Trump hits out as PGA Tour takes World Golf Championships event to Mexico City

The PGA Tour has struck a seven-year deal to move its elite World Golf Championships event from the Donald Trump-owned Doral course in Miami to Mexico City, a decision blasted by the US Republican presidential candidate.

The tournament formerly known as the WGC-Cadillac Championship will no longer be staged at Doral after the Tour was unable to find a new title sponsor. The PGA Tour had held a contract with Doral through to 2023, but US automotive marque Cadillac, a division of General Motors, ended its support this year and no replacement could be found.

The former Cadillac Championship has been held at Trump National Doral since 2007, with Cadillac serving as the title sponsor since 2011. From 1999 through 2006, the tournament was held in Spain, Ireland and England as well as the US. 

The tournament will now relocate to Mexico City and be renamed the World Golf Championships-Mexico Championship, beginning in 2017. The seven-year agreement will run through the 2023 edition and has been struck with Grupo Salinas, a collection of companies based in Mexico City primarily involved in retail, television, telecommunications and other businesses. The inaugural event will be played from March 2-5 at a venue still to be determined.

Speaking at a news conference yesterday (Wednesday), PGA Tour commissioner Tim Finchem (pictured) stressed that the decision was not a political one. “The decision made here was based on the reality that we were not able to secure sponsorship for next year's WGC at Doral, or for other years for that matter,” he said.

“At the same time, we had an opportunity to build what we think is going to be a spectacular event in an area that is strategically important to the growth of the sport and the activity of the PGA Tour that has been focused in South America and Central America for the last good number of years.”

He added: “We are a conservative organisation. We value dollars for our players. We have a strong sense of fiduciary responsibility, so we make decisions that are in the best interests of our players, short term and long term. From a golf standpoint, we have no issues with Donald Trump. From a political standpoint, we are neutral. The PGA Tour has never been involved or cares to be involved in presidential politics … this is not a political decision.”

Trump’s presidential campaign has seen him promise to build a wall on the US-Mexican border, deport 11 million illegal immigrants and temporarily bar Muslims from entering the country.

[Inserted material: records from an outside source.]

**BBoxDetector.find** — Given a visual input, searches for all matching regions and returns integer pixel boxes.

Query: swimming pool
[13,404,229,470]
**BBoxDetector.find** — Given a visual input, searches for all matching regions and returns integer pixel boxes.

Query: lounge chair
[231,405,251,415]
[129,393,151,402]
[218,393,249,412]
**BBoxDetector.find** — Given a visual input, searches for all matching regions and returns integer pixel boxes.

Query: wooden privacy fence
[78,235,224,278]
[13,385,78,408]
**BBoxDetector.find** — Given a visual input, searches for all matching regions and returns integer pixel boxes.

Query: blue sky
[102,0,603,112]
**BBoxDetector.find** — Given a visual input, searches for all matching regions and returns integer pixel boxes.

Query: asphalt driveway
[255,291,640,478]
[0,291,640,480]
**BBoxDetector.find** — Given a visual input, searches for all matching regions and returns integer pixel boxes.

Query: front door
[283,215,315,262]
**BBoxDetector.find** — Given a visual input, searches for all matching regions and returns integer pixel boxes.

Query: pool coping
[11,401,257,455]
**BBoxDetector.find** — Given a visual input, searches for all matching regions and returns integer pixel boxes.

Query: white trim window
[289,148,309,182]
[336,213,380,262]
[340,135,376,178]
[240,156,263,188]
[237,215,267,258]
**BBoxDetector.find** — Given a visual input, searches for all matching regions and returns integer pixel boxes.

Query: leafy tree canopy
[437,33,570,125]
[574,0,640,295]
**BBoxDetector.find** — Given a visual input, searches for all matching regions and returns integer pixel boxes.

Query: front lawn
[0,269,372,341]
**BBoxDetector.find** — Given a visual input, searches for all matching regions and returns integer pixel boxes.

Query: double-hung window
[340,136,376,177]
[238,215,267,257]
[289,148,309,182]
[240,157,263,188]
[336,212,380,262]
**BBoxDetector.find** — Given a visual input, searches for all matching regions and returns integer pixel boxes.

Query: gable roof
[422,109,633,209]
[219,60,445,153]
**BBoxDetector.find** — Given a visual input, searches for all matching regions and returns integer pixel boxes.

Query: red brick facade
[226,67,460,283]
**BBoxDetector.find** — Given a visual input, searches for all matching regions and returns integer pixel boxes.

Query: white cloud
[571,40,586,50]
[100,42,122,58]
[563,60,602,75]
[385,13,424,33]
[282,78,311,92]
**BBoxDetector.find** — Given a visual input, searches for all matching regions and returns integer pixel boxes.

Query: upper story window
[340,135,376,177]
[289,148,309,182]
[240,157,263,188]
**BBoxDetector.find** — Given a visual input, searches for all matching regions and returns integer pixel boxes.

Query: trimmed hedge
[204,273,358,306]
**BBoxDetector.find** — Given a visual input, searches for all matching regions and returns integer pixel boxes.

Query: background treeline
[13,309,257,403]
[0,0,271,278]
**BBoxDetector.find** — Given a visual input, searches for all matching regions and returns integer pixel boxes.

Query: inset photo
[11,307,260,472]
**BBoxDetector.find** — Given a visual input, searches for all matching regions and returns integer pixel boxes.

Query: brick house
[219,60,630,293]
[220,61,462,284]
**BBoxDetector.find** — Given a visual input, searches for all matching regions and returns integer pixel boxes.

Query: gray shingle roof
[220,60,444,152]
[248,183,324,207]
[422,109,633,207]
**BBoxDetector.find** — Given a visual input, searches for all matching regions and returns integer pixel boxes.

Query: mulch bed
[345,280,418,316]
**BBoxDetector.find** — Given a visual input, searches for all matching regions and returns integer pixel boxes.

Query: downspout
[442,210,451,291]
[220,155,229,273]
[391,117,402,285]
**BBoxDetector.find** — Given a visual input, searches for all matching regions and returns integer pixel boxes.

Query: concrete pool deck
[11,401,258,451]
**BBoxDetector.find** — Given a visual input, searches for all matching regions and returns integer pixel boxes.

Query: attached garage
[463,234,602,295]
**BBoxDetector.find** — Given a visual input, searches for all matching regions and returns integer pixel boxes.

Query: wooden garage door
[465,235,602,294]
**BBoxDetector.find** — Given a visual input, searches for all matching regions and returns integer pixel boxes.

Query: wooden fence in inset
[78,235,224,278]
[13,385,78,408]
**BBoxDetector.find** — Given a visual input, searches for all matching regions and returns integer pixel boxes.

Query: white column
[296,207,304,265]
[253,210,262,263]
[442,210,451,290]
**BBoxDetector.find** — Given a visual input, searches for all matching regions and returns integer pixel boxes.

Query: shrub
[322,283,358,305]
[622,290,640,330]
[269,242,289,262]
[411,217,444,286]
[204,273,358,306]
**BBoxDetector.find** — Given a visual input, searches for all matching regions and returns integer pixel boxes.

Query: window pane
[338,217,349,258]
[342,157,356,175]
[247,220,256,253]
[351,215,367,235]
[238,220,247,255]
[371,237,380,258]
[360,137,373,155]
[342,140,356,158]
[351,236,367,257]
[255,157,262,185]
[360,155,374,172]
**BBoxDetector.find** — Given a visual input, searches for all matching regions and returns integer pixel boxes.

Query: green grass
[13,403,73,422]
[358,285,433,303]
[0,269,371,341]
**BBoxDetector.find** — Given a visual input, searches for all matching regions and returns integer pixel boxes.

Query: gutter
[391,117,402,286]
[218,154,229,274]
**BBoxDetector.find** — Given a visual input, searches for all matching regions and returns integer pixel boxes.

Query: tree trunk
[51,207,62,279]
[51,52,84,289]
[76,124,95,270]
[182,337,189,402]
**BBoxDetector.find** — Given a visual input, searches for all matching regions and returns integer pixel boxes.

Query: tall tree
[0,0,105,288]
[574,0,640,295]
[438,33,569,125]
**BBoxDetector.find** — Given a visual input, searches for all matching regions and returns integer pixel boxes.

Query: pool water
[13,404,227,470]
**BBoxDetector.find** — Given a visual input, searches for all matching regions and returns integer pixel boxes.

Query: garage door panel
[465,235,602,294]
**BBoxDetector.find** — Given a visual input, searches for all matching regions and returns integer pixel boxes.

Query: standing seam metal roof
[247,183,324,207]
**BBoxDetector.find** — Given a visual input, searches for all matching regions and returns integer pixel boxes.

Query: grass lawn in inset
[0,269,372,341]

Ahead of the formal announcement of the deal, he said the PGA Tour’s decision echoed those of some US companies moving jobs to Mexico, which has also been a frequent claim during his presidential campaign.

“The PGA Tour has put profit ahead of thousands of American jobs, millions of dollars in revenue for local communities and charities and the enjoyment of hundreds of thousands of fans who make the tournament an annual tradition,” Trump said in a statement. “This decision only further embodies the very reason I am running for president of the United States.”

Wednesday’s move by the PGA Tour came after the PGA of America in March decided to discontinue the PGA Grand Slam of Golf after last year’s edition of the tournament, which was due to take place on a course owned by Trump, was cancelled.

The 2015 PGA Grand Slam of Golf at Trump National in Los Angeles was scrapped following controversial comments from Trump about Mexican immigrants. The 36-hole exhibition tournament for the four Major champions of the year was established in 1979 and had been played annually since 1986 in destinations such as Chicago, California, Hawaii and Bermuda.